Adan’s news, that Ruth would soon be an aunt, lifted everyone’s spirits. Catriona would be having the first vampire-Fae child since Lyssa, as far as anyone knew. Miracles abounded. Maybe not the one Ruth most wanted, but a reminder that the world kept spinning.
She’d stepped into her father’s shoes, taking over management of the sanctuary, helped by Hanska and the staff members who’d loved Mal and Elisa so deeply. For the most part, she handled the jarring daily reminders that they weren’t there, but some part of her kept reaching…
She believed what she’d told Adan, that they were still here, a strong echo that connected to whatever afterlife or path they were on now, like a vampire mind link. Elsewhere, but still in touch.
Yet she hadn’t felt it the way she wanted to do so. For so many years, they’d been in her head. Within a moment’s reach, physically, emotionally. She wanted a reassurance that they had moved beyond those terrible last moments that came to her in too-frequent nightmares.
Sometimes, waiting for that sign, dealing with it all, turned her into a raving lunatic.
On good days, Merc could leave Ruth on the island with no concerns. She wouldn’t let sadness take her over.
So today here he was, in Shamain, in a meeting with Marcellus’s Legion battalion. In his own mind, he’d started out by “sitting in” on the strategy sessions and briefings, at Marcellus’s urging. However, before long, Merc had started behaving as if he were a new but vetted member of their ranks.
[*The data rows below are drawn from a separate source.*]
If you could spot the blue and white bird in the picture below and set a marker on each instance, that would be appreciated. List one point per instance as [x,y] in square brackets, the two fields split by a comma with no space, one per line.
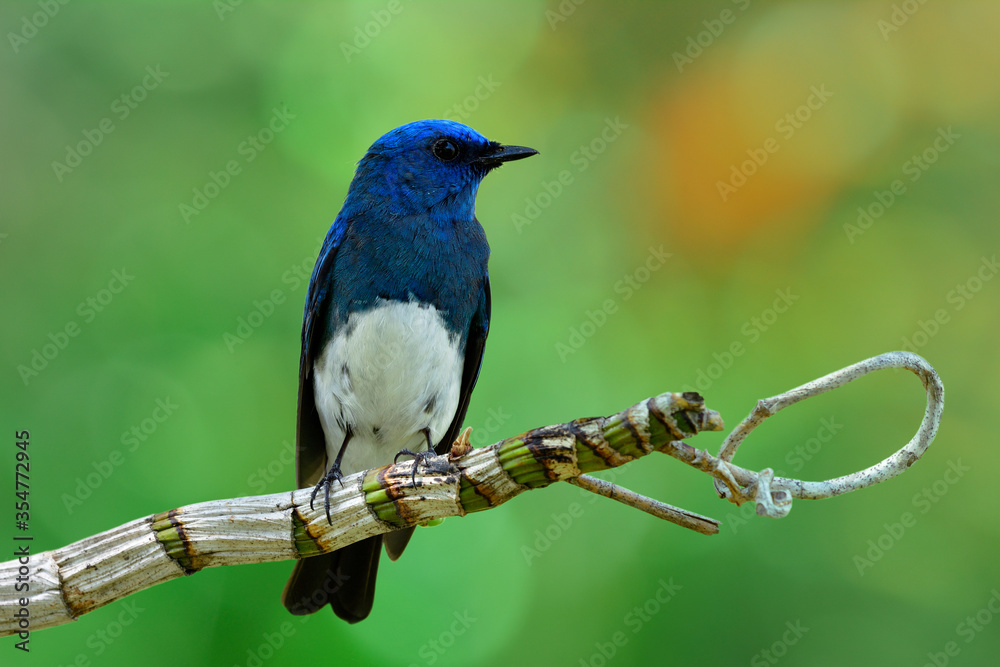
[395,322]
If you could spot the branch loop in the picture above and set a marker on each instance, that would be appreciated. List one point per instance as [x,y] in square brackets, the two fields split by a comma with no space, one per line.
[773,495]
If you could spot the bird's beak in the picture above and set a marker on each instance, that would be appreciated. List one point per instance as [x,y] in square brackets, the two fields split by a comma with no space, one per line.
[499,154]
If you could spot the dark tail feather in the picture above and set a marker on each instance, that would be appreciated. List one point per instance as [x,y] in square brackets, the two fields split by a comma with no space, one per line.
[345,579]
[396,541]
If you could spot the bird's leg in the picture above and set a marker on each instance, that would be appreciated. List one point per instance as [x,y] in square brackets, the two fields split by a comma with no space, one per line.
[419,458]
[333,473]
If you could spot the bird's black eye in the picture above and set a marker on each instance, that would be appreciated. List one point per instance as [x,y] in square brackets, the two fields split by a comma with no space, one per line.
[445,150]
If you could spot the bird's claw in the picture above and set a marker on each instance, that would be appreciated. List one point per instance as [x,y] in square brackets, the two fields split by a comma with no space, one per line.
[332,474]
[461,446]
[419,459]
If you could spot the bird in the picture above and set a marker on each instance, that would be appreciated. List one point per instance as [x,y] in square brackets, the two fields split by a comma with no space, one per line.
[396,317]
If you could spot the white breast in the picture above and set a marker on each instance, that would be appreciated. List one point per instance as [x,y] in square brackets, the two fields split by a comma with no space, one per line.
[393,372]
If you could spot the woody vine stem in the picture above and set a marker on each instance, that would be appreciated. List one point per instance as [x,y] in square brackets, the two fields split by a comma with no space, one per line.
[66,583]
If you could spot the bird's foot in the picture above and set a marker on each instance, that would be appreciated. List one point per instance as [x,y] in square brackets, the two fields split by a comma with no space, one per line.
[332,474]
[461,446]
[419,459]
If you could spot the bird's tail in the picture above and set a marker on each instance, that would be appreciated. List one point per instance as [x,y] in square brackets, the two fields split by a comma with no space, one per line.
[345,579]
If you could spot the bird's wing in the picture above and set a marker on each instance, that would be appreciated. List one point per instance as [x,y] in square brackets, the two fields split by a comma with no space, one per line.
[479,328]
[310,451]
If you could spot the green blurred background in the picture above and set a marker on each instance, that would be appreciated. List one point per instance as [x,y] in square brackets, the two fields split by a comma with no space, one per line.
[640,111]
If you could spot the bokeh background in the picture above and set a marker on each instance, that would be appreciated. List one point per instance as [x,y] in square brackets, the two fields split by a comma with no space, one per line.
[822,175]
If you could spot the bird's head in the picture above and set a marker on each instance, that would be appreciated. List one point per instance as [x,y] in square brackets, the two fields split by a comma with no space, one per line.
[432,165]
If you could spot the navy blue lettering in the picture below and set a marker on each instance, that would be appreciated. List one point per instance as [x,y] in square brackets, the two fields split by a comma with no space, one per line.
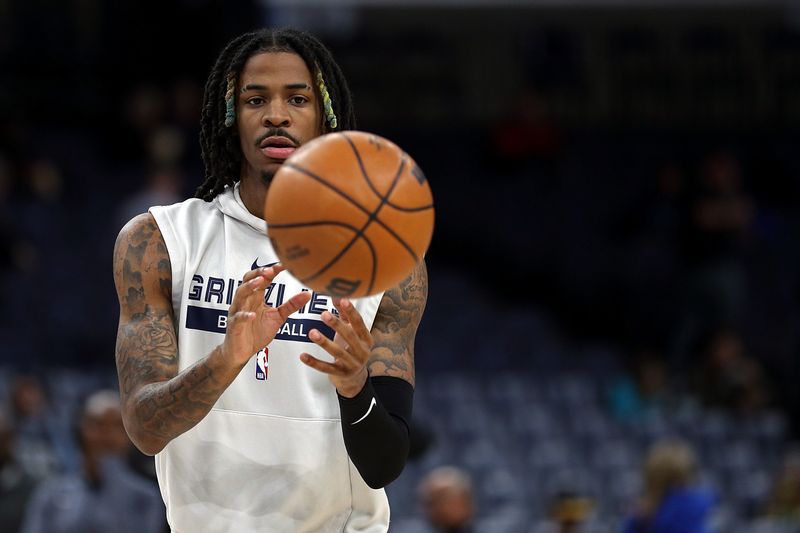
[231,287]
[267,294]
[215,287]
[279,296]
[196,290]
[302,309]
[318,303]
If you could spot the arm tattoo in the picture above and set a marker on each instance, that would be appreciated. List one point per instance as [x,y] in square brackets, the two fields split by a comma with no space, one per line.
[396,325]
[159,403]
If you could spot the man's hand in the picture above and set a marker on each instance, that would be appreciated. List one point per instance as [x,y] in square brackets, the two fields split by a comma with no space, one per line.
[251,323]
[350,348]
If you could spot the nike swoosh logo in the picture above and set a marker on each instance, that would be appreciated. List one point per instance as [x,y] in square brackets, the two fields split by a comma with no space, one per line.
[371,405]
[255,264]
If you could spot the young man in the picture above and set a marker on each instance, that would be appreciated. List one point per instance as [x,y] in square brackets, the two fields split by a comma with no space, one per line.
[269,407]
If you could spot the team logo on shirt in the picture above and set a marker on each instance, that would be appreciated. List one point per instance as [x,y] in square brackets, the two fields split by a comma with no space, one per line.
[262,364]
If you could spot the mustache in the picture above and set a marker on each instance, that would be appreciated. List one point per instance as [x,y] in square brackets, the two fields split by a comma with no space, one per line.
[277,132]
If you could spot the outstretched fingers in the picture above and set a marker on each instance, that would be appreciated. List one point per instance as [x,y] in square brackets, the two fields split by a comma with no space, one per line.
[293,304]
[350,315]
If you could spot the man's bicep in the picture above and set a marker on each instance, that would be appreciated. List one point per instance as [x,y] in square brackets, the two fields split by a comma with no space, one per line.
[395,327]
[146,341]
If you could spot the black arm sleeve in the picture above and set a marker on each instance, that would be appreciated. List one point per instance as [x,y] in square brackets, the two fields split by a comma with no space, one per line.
[375,428]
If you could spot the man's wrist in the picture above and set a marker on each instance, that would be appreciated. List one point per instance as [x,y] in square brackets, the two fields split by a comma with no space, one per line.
[351,388]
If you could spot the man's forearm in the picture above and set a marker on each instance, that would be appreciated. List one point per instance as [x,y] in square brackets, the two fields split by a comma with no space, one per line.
[159,412]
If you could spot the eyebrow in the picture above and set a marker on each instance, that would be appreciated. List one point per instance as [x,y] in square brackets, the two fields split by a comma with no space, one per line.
[290,86]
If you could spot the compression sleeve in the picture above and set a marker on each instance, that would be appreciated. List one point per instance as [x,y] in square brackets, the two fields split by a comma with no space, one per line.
[375,428]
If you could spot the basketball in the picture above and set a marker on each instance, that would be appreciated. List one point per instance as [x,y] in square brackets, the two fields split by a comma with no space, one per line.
[349,214]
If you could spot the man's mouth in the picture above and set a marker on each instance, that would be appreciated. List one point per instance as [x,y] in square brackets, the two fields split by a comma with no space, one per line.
[277,147]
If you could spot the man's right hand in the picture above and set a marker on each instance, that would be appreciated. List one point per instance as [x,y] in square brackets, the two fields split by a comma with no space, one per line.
[252,324]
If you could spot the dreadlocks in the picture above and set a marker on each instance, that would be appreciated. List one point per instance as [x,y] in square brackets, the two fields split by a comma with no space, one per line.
[222,154]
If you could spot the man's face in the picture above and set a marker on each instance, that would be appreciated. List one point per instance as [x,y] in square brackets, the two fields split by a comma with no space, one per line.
[276,111]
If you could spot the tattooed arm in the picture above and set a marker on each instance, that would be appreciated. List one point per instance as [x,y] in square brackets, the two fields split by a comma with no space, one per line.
[395,327]
[158,402]
[375,410]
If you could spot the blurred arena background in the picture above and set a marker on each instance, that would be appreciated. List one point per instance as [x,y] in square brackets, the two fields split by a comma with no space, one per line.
[615,260]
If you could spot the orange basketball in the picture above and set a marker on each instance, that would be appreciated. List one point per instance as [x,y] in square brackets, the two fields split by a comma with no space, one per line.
[349,214]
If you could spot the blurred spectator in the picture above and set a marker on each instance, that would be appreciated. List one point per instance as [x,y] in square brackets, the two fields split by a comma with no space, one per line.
[717,217]
[783,506]
[16,485]
[447,498]
[43,439]
[671,502]
[728,377]
[569,513]
[641,393]
[106,495]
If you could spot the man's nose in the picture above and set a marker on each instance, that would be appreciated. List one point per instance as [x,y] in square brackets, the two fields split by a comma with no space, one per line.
[276,114]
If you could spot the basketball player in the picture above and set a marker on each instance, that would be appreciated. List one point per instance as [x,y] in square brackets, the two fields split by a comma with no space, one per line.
[304,436]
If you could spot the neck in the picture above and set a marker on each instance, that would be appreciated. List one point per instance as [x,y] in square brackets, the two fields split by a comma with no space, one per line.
[254,192]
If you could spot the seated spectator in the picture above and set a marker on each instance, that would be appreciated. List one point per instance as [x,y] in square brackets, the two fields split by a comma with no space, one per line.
[642,392]
[446,496]
[16,485]
[106,495]
[784,502]
[42,439]
[729,377]
[671,503]
[569,513]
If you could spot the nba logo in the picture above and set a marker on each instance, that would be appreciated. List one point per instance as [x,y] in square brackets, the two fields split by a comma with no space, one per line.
[262,364]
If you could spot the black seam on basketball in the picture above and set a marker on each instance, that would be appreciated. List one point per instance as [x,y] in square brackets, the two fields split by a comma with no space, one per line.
[349,199]
[361,165]
[384,199]
[312,223]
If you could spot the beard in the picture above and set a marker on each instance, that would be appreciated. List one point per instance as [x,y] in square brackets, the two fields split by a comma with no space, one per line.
[266,176]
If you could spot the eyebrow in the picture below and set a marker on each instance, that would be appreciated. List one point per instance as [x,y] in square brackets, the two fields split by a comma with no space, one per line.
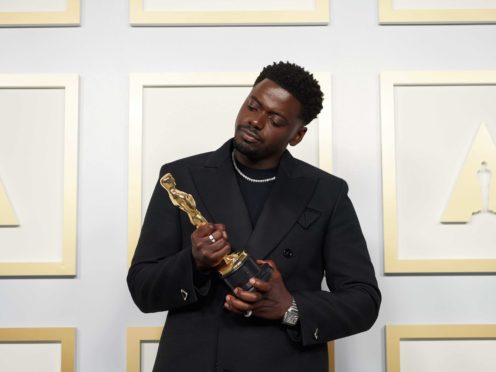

And they were acting the same toward him.
Unsettling as fuck, but that didn’t make it less true.
Though Ruth’s more limited range meant she couldn’t hear or feel him in her mind at a certain distance, he’d learned how to drop into her mind from almost anywhere. So when he was sitting on the Citadel wall, listening to Jonah, the Prime Legion Commander, discuss a problem about another part of the universe, he turned part of his mind toward his vampire.
The sanctuary’s business was done for the day, and it was two and a half hours before dawn. She was in her father’s office, leaning against the doorway, her forehead against those knife marks Mal had created. As she traced them with her fingers, her nostrils flared and she tilted her head toward the living area.
The blood is still here. Abruptly she pushed off from the wall and headed up the corridor.
Though uneasy with her mood, Merc sensed she was in no danger, and had to tune back into his present surroundings as the battalion took flight.
Nearly two hours later, the matter was done, but what he saw when he checked back into Ruth’s head had Merc winging toward the island at near top speed. They were going to fix this mind link thing so it was two-way, regardless of range, so she could hear him when he asked her what the hell was going on, and did she know how close it was to dawn?
He landed in the yard, just as she emerged with bloody hands and another pile of wood, puzzle pieces for jagged holes in the kitchen and living room floor.
It was so close to sunrise, she was stumbling.
Her parents’ room had become theirs, because the giant bed held the sanctuary’s nexus, the canopy crisscrossed with strands of gems, the mattress covered with poached furs of spirits that lent their energy to Mal’s protection of the sanctuary cats. Ruth now wore the cat pendant that connected and recharged with those energies while she moved through the sanctuary each night or slept in the bed during the day.